Na internet, é possível localizar em sites especializados com informações sobre prevenção ao suicídio. Além do site da campanha Setembro Amarelo, o Ministério da Saúde também possui cartilhas e orientações sobre os sinais de alerta e como buscar ajuda.

O Centro de Valorização da Vida (CVV) também realiza apoio emocional e de prevenção do suicídio, e atende todas as pessoas que querem e precisam conversar, sob total sigilo, por telefone, chat e-mail, 24 horas por dia, todos os dias da semana. A ligação para o CVV, por meio do número 188, é gratuita a partir de qualquer telefone fixo ou celular.

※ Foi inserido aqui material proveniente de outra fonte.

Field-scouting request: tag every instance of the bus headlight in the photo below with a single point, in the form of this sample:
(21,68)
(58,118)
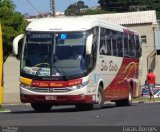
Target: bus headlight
(79,86)
(22,85)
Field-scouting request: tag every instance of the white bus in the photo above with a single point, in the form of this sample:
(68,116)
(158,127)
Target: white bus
(78,61)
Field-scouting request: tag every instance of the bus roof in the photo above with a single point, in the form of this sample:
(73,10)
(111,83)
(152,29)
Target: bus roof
(61,24)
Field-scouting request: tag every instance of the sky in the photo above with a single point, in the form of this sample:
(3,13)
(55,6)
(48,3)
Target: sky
(44,5)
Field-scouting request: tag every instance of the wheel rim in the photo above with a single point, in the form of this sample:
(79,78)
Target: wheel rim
(99,98)
(130,96)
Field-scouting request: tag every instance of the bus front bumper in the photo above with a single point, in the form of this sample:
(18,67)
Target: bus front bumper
(57,99)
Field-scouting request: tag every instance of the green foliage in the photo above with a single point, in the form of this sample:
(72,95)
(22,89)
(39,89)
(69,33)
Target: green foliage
(75,9)
(130,5)
(13,24)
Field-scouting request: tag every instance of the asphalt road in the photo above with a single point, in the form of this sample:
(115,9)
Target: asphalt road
(139,114)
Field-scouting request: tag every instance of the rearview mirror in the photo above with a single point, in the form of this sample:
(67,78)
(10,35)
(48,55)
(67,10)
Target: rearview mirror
(16,42)
(89,44)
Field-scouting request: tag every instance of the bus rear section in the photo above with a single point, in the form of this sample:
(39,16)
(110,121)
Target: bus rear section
(61,64)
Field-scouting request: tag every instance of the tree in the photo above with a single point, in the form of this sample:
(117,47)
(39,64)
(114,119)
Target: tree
(75,9)
(12,22)
(130,5)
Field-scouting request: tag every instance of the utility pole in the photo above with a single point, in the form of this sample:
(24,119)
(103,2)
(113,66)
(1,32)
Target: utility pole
(52,5)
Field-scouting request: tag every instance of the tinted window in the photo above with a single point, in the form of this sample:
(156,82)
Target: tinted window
(126,50)
(120,44)
(114,43)
(105,42)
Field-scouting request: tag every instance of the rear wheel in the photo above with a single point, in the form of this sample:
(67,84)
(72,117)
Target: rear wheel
(41,107)
(100,99)
(97,105)
(126,102)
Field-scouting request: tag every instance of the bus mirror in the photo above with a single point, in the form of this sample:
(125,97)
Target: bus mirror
(16,42)
(89,44)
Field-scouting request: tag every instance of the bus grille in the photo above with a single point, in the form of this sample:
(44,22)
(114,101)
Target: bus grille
(50,90)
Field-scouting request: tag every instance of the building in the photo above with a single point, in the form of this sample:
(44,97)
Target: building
(145,23)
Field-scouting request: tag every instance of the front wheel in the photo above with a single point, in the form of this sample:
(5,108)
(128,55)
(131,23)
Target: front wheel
(41,107)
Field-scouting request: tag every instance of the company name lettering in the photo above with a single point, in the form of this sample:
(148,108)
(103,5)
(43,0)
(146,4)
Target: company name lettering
(111,66)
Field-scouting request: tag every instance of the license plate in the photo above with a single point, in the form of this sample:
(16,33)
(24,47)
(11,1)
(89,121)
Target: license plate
(50,97)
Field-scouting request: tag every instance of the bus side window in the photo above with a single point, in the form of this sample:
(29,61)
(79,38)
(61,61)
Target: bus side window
(114,43)
(132,47)
(125,37)
(138,47)
(119,44)
(105,42)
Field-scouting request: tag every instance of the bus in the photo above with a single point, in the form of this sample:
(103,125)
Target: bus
(1,68)
(77,61)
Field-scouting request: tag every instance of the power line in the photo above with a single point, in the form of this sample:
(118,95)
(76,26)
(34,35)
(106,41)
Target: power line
(35,8)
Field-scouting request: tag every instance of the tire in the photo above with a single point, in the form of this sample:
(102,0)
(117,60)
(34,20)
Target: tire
(126,102)
(41,107)
(98,105)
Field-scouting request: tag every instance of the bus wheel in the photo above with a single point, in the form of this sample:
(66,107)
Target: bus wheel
(126,102)
(98,105)
(100,99)
(41,107)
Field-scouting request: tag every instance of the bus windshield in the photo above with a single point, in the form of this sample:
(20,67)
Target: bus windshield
(54,54)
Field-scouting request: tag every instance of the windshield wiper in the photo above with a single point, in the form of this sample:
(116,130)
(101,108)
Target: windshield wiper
(64,75)
(40,68)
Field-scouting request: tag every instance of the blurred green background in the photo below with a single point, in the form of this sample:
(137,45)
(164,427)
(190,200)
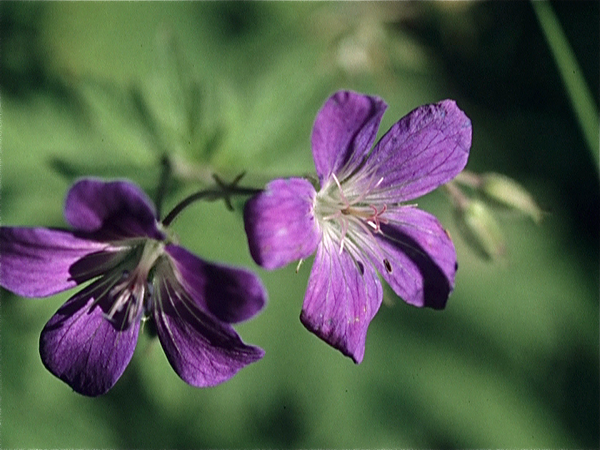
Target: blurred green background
(108,89)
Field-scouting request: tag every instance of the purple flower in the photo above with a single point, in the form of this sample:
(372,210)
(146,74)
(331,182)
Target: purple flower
(138,273)
(357,222)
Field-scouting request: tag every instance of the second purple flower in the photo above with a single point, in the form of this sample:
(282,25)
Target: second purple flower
(357,221)
(136,272)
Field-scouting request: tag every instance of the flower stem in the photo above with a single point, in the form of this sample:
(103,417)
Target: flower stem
(163,184)
(222,191)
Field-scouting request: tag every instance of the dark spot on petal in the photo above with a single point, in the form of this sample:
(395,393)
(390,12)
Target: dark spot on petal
(387,265)
(361,267)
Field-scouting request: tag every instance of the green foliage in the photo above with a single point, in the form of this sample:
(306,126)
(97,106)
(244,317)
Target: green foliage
(110,89)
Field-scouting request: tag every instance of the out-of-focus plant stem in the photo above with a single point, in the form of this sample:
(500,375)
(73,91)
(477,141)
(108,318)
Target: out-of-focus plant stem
(572,76)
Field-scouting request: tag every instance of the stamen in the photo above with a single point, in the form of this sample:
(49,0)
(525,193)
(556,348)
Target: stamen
(344,199)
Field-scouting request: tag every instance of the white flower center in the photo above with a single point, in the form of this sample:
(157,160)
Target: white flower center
(348,218)
(132,289)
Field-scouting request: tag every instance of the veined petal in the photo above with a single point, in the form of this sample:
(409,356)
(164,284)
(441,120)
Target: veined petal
(344,131)
(425,149)
(342,297)
(280,223)
(202,350)
(230,294)
(84,349)
(112,210)
(37,262)
(421,260)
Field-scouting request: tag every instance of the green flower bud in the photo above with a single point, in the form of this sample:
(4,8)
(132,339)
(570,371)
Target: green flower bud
(480,229)
(510,194)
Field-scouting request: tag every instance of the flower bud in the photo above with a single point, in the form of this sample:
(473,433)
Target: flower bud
(480,229)
(508,193)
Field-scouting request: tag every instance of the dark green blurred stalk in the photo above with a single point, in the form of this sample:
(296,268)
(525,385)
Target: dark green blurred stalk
(579,94)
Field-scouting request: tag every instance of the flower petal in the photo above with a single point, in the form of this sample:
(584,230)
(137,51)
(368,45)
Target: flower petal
(342,297)
(280,224)
(83,348)
(421,260)
(230,294)
(37,262)
(202,350)
(425,149)
(344,131)
(113,210)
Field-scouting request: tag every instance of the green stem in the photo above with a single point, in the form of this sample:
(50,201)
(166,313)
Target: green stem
(163,184)
(572,76)
(223,191)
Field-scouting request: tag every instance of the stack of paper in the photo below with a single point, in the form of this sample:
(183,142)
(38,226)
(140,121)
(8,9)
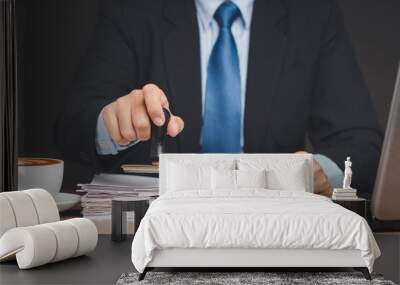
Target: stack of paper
(344,194)
(141,168)
(96,203)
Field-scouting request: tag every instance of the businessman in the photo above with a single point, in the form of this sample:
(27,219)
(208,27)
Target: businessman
(239,76)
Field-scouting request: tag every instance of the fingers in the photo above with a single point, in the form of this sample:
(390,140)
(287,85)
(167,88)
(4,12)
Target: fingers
(125,119)
(129,117)
(154,99)
(140,118)
(111,124)
(175,126)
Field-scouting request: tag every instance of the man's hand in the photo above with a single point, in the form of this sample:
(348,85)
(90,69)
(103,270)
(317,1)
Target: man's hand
(321,183)
(128,118)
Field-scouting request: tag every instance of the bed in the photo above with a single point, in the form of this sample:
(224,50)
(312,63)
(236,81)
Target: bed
(247,210)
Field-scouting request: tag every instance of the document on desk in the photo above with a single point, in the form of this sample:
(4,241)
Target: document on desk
(104,187)
(122,182)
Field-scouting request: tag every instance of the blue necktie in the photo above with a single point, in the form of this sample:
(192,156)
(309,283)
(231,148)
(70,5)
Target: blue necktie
(222,111)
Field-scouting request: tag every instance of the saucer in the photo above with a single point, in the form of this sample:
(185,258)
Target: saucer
(66,201)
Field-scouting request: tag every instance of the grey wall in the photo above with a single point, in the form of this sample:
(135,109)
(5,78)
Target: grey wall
(55,33)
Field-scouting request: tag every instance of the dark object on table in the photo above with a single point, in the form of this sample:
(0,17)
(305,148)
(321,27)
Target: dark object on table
(120,206)
(358,206)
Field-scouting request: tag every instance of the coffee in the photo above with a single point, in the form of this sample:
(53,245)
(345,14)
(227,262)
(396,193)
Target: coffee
(38,172)
(27,161)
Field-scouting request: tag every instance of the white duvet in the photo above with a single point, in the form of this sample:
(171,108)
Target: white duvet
(250,219)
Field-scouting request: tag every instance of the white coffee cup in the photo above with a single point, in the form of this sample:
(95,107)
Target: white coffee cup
(46,173)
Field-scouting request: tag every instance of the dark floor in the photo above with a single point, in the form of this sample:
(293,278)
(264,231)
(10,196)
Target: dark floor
(102,266)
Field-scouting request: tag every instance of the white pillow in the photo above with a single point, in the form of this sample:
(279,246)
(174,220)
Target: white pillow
(182,177)
(223,179)
(251,178)
(281,174)
(235,179)
(186,174)
(291,179)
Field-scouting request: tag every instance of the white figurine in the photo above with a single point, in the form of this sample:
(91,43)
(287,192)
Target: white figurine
(348,173)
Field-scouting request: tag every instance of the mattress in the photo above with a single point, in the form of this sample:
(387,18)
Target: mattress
(251,219)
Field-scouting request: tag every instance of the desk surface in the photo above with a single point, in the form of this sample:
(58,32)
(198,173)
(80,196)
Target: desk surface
(102,266)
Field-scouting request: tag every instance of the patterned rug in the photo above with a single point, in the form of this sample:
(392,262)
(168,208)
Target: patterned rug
(243,278)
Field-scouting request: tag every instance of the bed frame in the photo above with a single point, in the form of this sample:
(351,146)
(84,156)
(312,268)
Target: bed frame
(242,259)
(246,258)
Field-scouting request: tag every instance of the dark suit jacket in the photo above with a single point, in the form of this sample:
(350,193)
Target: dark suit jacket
(303,80)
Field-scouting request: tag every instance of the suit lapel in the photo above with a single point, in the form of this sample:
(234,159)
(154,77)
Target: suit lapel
(266,54)
(182,59)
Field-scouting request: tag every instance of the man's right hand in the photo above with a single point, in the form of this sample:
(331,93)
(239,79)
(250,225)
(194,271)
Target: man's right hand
(128,118)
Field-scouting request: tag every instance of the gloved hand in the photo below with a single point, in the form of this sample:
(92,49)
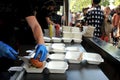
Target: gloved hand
(42,51)
(7,51)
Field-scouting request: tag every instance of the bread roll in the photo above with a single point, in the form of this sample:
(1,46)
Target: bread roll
(36,63)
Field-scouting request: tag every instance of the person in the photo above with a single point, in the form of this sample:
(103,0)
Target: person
(107,24)
(44,12)
(95,18)
(11,13)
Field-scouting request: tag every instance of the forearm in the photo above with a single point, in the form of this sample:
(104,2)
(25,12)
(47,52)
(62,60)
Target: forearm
(36,29)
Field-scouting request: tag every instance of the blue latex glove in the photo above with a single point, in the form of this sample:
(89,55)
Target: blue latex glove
(42,51)
(7,51)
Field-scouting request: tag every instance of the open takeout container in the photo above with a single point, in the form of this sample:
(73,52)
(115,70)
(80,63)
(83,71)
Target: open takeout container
(58,47)
(57,57)
(57,66)
(56,39)
(72,48)
(74,57)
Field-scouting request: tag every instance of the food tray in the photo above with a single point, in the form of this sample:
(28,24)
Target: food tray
(31,69)
(67,35)
(92,58)
(47,39)
(58,47)
(57,56)
(68,40)
(74,57)
(77,40)
(57,66)
(72,48)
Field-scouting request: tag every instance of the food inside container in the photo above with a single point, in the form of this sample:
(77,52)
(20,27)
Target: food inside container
(88,31)
(57,56)
(66,28)
(74,57)
(75,29)
(58,47)
(77,40)
(67,35)
(29,67)
(56,39)
(92,58)
(72,48)
(57,66)
(68,40)
(47,39)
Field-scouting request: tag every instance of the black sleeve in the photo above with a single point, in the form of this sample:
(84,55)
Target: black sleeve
(25,8)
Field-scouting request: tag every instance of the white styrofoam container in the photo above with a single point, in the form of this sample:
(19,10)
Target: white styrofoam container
(73,57)
(77,40)
(58,44)
(77,35)
(75,29)
(58,47)
(57,56)
(31,69)
(72,48)
(57,66)
(68,40)
(47,39)
(66,28)
(67,35)
(92,58)
(56,39)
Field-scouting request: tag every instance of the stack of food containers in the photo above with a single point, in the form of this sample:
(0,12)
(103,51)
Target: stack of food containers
(71,33)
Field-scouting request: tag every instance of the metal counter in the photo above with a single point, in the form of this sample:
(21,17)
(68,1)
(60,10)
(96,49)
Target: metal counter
(81,71)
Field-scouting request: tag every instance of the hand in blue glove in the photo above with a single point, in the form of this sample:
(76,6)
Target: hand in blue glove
(7,51)
(42,51)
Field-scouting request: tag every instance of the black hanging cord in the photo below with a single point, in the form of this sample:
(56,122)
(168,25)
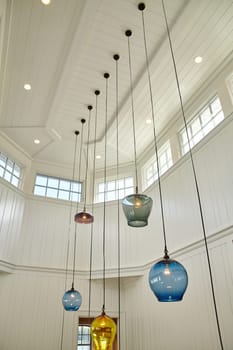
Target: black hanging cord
(116,58)
(79,174)
(128,34)
(68,243)
(88,140)
(106,76)
(195,180)
(97,92)
(141,7)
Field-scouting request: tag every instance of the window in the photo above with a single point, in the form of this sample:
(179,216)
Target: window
(111,189)
(150,173)
(54,187)
(84,335)
(206,120)
(9,170)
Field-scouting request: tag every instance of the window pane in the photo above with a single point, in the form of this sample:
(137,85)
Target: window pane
(216,106)
(39,191)
(63,195)
(52,182)
(65,185)
(15,181)
(111,186)
(101,187)
(76,187)
(41,180)
(3,160)
(7,176)
(51,192)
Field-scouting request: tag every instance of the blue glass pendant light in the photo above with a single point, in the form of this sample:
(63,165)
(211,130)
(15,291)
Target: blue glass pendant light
(168,279)
(72,299)
(137,207)
(84,217)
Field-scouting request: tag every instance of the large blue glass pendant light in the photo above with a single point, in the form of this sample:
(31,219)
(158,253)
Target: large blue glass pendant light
(103,327)
(72,299)
(168,279)
(84,217)
(137,207)
(195,182)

O Instituto Vita Alere de Prevenção e Posvenção do Suicídio, com apoio do Google, lançou este ano o Mapa da Saúde Mental que traz um guia de ajuda e lista os serviços públicos disponíveis em todo território nacional, além de serviços de acolhimento e atendimento gratuitos ou voluntários realizados por organizações não-governamentais, instituições filantrópicas, clínicas escola, entre outros.

Para Lucinaura Diógenes, a questão do suicídio precisa ser tratada de forma mais ampla por outros setores da sociedade e outras ciências além da saúde, como sociais, econômicas e teológicas. “Precisamos mudar o olhar sobre essa questão para que possa reverberar em uma mudança de paradigmas. Cada pessoa precisa assumir esse papel de agente de transformação, porque não é um papel só da ciência, só das pessoas que trabalham com a saúde mental, é um papel da sociedade”, disse.